She grew up and was educated in the largely ultra-Orthodox city of Bnei Brak. Five years ago, she and her family moved to a home in a leafy Petah Tikva neighborhood, in which ultra-Orthodox and modern Orthodox families live side by side. It is hard to describe the psychological upheaval involved in moving from the crowded, almost ghetto-like town to the great Israeli dream of a house with a red-tiled roof and a patch of lawn.

Two cars are parked outside the Rothlevy home, hers and her husband's. He teaches at a religious college for boys in Kfar Sava, part of the Haredi Zionist "Noam" network. How distant all this is from the closed, ascetic world of her childhood. Her father is a rabbi in the non-Hasidic stream, close to Rabbi Elyashiv, and her mother a teacher in the Beit Ya'akov religious girls' school network. They made do with very little, she says. "What I saw at home was my father studying all day in a room where all the walls were covered in books," she says.

Rothlevy is undoubtedly a groundbreaker, but do not dare call her a revolutionary. When she began to move up in an unfamiliar world, one step at a time, rubbing shoulders with secular society, most of her women friends were teachers. She was something of a phenomenon.

For ultra-Orthodox women just 10 years younger than Rothlevy, and for her 15-year-old daughter, the world already offers interesting career options other than teaching, like hi-tech, law, interior design and social work. Like Rothlevy, they no longer need to justify trying to make a career for themselves.

"These women are not on the margins," says sociologist Prof. Tamar Elor. "The Lithuanian community used to dictate rigidly uniform behavior: the yeshiva boys would continue their religious studies, and the women became teachers. Their educational system still tells the same old story, but the aspirations of the ultra-Orthodox woman are changing. Young girls are hearing different stories and seeing different lifestyles."

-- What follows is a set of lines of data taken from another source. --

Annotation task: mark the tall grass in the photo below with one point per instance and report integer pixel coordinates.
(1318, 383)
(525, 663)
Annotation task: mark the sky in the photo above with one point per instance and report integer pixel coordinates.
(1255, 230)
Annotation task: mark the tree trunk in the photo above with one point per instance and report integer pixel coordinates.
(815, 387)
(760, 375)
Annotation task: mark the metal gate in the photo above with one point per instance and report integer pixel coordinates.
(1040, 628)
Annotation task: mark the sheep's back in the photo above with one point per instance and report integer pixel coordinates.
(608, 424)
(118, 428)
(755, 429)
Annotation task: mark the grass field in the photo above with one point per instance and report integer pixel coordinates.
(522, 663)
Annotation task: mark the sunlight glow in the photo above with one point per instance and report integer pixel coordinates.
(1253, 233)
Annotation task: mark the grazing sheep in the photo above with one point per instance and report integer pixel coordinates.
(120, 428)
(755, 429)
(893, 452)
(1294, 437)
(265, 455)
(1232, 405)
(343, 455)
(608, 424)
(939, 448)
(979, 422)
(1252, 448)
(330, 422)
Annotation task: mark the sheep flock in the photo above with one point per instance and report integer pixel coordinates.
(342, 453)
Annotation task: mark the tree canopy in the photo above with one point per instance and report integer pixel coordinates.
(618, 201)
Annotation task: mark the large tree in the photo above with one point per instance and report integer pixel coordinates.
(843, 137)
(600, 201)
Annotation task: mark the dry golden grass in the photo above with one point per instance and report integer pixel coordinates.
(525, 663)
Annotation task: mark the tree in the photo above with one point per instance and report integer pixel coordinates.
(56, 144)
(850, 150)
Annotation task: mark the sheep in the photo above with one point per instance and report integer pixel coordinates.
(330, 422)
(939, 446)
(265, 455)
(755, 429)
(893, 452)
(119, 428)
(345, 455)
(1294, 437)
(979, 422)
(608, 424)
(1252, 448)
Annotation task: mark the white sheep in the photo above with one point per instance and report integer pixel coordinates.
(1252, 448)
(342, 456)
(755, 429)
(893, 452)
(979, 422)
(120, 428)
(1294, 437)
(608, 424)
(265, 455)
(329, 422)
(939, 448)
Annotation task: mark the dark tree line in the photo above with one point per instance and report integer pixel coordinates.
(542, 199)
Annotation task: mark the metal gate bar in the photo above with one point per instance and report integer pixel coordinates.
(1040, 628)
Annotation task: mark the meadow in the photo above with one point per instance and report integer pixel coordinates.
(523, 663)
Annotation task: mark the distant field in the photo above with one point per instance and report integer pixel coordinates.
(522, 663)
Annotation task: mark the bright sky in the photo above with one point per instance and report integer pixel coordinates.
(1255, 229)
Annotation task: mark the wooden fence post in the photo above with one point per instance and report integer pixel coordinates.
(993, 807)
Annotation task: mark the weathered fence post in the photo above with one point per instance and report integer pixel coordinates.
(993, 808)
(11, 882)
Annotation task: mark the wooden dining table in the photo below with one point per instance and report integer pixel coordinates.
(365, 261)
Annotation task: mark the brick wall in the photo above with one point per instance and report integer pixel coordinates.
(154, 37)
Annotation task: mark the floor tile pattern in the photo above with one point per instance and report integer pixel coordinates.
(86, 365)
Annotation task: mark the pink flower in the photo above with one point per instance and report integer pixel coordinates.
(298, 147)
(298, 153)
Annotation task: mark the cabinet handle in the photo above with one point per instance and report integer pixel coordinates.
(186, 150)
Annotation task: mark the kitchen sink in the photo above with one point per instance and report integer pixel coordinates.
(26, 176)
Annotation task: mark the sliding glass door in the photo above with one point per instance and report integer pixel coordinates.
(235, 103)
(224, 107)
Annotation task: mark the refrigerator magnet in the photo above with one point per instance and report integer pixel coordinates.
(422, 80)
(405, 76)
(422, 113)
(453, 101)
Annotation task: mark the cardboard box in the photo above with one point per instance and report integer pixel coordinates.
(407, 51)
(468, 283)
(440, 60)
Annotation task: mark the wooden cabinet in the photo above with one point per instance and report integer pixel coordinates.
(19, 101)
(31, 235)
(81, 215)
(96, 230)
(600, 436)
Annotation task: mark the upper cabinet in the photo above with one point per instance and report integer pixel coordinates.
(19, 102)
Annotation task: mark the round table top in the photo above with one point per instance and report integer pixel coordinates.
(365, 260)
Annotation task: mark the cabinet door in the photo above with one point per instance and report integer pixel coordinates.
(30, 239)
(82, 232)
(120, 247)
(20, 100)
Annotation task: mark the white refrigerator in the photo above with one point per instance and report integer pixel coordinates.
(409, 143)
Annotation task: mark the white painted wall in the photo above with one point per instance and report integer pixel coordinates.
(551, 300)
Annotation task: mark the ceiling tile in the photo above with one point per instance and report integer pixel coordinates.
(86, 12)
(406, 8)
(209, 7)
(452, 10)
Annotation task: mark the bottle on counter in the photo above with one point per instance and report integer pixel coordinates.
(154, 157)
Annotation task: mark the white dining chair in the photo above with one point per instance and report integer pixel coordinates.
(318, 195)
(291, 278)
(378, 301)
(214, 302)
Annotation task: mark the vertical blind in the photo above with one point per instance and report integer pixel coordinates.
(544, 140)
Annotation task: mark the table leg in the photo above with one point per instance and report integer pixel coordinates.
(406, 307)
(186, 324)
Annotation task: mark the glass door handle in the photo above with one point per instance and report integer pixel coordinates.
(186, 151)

According to Elor, the change is dramatic, some of it due to greater economic well-being and the fact that educational tracks for learning a profession are more open to women. "The fact that a woman drives, that she can leaf through a secular newspaper, that she can get on the Internet with the excuse that she needs it for her work - it alters the woman and her life. Through her lifestyle she effects change, insofar as she 'permits herself' things, and thereby redefines the limits of the permissible and the forbidden. It could bring about a change in the size of the family, but it's not a second revolutionary 'Enlightenment,' and there will certainly not be a mass abandonment of religious life. The changes are subtle, while maintaining the framework."

Like all the girls of the Beit Ya'akov schools, Tzippi Rothlevy studied teaching, but never considered making a career of it. "It didn't suit me," she said. After her marriage at age 21, she worked as director of Batya, the youth movement of the Lithuanian community. The girls were educated to be ideal wives: a mother and a provider, married to a yeshiva student.

But then Yated Ne'eman was founded. Since her father was a member of the Spiritual Committee, she was approached to be a secretary at the paper. "There was another job offer, from the Bnei Brak municipality, to be the director of extra-curricular classes (hugim), but my father said 'you won't get far there,'" she tells. "He took into consideration that I would have to support a family in the future; but he also knew that I'm sociable, and that you cannot suppress talent."

She was diligent and full of ambition. "I grabbed any work I could. If I could work a few extra hours on the switchboard in the evenings, I'd do it. If they needed someone to relieve other workers, I'd be there. Fortunately, I had a supportive husband who encouraged my advancement."

And advance she did, almost in a vacuum, trusting her natural instincts alone. There were no Haredi advertising agencies at th e time, and no Haredi press in color. "I would walk around Bnei Brak with my children. If I stopped to buy shoes, I would speak with the salesperson and suggest that he advertise in our newspaper. In my amateurish way, that's how I began to bring in ads. I brought in about a dozen clients. One day, my boss said to me: 'From now on, you're not doing bank deposits or answering the telephone. From now on you're dealing only with sales.' It was a real crisis. I was stunned. I was only 25, and suddenly I had to be the one that made decisions. I paged through the supplements of Yedioth Aharonot and Maariv, thinking about which advertisements we could use, and how we could adapt them. I worked by instinct."

One day she gathered enough nerve to approach advertising executive David Fogel with a proposal for cooperation with Yated Ne'eman. "I wrote to him in my own handwriting. Then as now I believed in the Haredi sector, in its buying power - children's products, food. I believed in the newspaper, but above all I wanted to succeed." No one stood over her or was concerned about her spiritual strength for even a moment, she says.

Elor says that in every feminist revolution, the first generation of trailblazers is characterized by the confidence they were given by a father or a husband, and by social stability. Perhaps for that reason, she says, one should not expect daring feminist messages. The messages are always double ("I am totally a mother"; "I am the perfect wife"); and similarly, the ultra-Orthodox groundbreakers always say that they admire women with 10 children and a husband who spends his time in study.

Like Rothlevy, they get up early in the morning to cook. The goal of being the perfect housewife and ideal mother does not go away. And even if the woman has a lot of household help, or, as with Rothlevy, the children have grown, she will always feel that alongside the career satisfaction, she has sacrificed something essential. "I look at my sisters who teach and I envy them," says Rothlevy. "They have a serenity I miss."